Build. Break. Fix. Repeat
Feb 15, 2015
7,625
2,043
113
GOTCHA! understandable.

No way to do a RAMDRIVE For ZIL I takei t?
 

Entz

Active Member
Apr 25, 2013
269
62
28
Canada Eh?
You can use a ramdrive for a SLOG, but it completely defeats the purpose of having one. The idea is to have a non-volatile, ultra-low latency place to store a copy of all sync writes until they are written to the underlying disks (vdevs). If something happens to the machine (power outage, sudden reboot etc), this log will be "replayed" and the rest of the data written out to disk when the system recovers. Having it RAM and having it go poof will cause data loss and possibly corruption. You can disable this functionality all together if that is the goal (no need for a ramdrive).

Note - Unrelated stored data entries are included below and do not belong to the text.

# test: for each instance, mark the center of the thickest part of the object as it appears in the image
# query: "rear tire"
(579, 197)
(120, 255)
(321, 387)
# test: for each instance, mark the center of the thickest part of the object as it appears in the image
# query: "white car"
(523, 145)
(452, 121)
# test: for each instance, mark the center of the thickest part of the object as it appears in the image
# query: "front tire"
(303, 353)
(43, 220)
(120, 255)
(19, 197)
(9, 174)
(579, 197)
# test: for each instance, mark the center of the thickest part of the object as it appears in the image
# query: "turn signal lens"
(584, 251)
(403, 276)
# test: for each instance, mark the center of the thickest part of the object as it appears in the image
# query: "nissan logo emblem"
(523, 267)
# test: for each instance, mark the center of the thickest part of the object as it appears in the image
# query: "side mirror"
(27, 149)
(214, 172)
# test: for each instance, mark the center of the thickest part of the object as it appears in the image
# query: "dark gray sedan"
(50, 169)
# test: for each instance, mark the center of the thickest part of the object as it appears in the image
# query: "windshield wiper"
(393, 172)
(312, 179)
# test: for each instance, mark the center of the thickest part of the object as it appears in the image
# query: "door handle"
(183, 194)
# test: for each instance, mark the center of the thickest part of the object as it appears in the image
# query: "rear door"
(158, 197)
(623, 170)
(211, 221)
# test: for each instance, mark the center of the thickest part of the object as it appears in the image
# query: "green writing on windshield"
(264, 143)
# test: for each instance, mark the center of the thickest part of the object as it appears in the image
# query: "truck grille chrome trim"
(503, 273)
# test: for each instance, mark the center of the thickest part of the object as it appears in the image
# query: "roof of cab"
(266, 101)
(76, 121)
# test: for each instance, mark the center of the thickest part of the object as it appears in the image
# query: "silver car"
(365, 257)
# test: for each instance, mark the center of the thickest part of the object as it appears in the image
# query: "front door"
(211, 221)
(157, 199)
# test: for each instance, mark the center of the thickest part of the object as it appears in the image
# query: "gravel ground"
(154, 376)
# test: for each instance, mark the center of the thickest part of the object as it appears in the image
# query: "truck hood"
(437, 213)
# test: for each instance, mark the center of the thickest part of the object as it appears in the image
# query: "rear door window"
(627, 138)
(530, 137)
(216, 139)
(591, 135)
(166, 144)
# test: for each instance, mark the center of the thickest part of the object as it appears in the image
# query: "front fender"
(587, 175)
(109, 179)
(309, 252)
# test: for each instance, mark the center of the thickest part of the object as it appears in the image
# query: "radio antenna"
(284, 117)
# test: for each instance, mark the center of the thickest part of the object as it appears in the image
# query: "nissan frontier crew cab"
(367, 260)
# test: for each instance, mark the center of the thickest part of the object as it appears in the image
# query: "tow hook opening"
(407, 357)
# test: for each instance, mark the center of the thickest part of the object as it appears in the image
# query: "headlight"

This is where things like the ZeusRam excelled, 24/7/365 low latency writes that stayed consistent no matter how much you threw at it. As mentioned not as needed now with the newer SSDs especially when over provisioned, but still an interesting device none the less. I would expect a PCI-e / SAS3 type version will exist at some point. 2GB/s of instantly ACKed sync writes please :D
 
  • Like
Reactions: whitey

T_Minus

Build. Break. Fix. Repeat
Feb 15, 2015
7,625
2,043
113
RAMDRIVE software I've used can have a copy on a SSD/HD for reboots... ??? Is that not possible how you configure the filesystem? (Sorry if it's one of those stupid questions ;))
 

Entz

Active Member
Apr 25, 2013
269
62
28
Canada Eh?
The software cannot copy the data to your SSD/HDD if there is power loss or the system resets (Kernel panic etc) or locks up.